Article Database
Daily Record
June 08, 1980
Author: Jim Bohen
Flush the Fashion Review
FLUSH THE FASHION - ALICE COOPER
Warner Brothers BSK 3436
"I love what's been happening in music in the past few years," says Alice Cooper in an interview accompanying his new album. "When I listen to Devo and then go back to PRETTIES FOR YOU, there's very little difference."
A new wave Alice? Not quite. But FLUSH THE FASHION does present him in a more straightforward rocking setting than any album since LOVE IT TO DEATH days — before the flamboyance of his macabre stage show displaced his rock and roll.
For starters there's "Talk Talk," a '60s hit by the Music Machine that's been overdue for a smart revival. Cooper does a ferocious version, with snarling vocals and slashing guitars. Without a break he then slams into "Clones," the single, with its Gary Numan-like synthesizers, and never lets up until the end of side two.
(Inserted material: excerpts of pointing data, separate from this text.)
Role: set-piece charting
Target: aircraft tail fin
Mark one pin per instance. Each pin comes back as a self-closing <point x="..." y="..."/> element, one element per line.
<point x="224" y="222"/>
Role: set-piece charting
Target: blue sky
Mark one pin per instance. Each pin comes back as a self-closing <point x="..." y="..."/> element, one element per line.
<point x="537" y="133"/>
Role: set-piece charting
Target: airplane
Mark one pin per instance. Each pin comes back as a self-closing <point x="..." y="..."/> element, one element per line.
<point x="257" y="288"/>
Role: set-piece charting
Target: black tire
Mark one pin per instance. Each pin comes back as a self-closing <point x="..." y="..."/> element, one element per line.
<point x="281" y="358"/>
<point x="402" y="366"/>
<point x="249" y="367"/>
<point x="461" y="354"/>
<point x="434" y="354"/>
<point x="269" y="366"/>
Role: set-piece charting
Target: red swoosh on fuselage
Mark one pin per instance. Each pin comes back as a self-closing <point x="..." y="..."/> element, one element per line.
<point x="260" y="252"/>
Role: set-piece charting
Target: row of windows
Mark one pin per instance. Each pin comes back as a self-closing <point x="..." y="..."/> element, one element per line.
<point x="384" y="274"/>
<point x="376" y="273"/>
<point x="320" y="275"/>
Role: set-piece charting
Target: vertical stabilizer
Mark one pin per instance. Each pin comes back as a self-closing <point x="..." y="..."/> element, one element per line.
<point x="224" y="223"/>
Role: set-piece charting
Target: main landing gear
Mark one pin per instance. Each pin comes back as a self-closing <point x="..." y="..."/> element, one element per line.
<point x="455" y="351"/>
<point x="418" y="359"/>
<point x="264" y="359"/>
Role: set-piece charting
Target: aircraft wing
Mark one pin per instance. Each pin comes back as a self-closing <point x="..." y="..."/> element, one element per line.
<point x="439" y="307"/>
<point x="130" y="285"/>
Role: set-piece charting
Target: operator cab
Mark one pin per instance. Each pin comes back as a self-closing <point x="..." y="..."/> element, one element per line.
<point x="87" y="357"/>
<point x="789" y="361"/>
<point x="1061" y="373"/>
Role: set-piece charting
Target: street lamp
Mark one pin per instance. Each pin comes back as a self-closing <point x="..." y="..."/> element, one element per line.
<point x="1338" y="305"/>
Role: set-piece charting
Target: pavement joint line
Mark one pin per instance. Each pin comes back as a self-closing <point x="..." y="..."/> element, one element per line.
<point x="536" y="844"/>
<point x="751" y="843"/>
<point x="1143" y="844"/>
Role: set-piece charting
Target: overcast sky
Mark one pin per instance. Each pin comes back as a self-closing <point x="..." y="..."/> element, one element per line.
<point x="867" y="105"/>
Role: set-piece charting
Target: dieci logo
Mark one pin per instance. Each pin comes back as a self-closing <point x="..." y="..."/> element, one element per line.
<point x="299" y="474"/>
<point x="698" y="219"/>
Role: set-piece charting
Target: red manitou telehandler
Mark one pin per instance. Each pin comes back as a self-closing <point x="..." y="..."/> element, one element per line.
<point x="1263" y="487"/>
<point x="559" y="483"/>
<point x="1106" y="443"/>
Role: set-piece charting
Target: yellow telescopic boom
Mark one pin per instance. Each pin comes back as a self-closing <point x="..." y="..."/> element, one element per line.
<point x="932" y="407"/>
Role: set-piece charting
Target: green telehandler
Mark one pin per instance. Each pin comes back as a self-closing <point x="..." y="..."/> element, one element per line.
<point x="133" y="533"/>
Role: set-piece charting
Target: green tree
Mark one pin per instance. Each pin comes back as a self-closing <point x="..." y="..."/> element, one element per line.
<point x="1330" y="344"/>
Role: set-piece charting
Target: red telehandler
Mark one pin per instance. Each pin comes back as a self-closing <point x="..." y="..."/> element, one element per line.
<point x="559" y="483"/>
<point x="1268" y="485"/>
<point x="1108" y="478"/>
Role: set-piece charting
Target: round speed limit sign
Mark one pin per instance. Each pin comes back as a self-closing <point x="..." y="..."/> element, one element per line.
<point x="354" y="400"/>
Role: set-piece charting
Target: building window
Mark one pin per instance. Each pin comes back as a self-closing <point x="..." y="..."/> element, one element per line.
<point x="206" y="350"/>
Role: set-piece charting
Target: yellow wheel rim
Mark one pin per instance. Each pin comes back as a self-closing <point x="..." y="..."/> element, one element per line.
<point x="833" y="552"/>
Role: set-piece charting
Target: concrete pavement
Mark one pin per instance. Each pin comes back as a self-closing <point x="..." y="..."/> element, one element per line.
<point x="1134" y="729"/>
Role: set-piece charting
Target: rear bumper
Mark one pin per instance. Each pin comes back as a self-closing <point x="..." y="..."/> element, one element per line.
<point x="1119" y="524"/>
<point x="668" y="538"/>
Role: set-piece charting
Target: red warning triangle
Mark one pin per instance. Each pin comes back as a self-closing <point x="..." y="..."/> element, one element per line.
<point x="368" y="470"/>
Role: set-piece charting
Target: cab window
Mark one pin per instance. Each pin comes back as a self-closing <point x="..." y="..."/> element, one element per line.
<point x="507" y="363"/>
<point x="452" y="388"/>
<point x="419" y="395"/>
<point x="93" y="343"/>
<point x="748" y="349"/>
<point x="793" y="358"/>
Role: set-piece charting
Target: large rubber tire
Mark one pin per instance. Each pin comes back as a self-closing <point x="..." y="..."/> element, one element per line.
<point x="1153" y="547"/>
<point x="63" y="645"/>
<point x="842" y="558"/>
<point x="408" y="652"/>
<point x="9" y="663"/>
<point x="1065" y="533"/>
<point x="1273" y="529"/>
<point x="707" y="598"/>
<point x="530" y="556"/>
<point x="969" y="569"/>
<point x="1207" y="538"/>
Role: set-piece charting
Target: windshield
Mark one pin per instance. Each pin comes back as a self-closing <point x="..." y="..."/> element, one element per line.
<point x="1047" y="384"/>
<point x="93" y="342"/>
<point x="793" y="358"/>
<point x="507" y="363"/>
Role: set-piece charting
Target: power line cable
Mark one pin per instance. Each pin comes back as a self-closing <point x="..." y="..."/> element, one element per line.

Throughout, Davey Johnstone, a former Elton John sideman, is invaluable on lead guitar (he also co-wrote most of the music to Cooper's lyrics). And the production, by Roy Thomas Baker, is positively invigorating. Though it might be more accurately be called FOLLOW THE FASHION, this album accomplishes the seemingly impossible task of making Alice Cooper seem relevant again.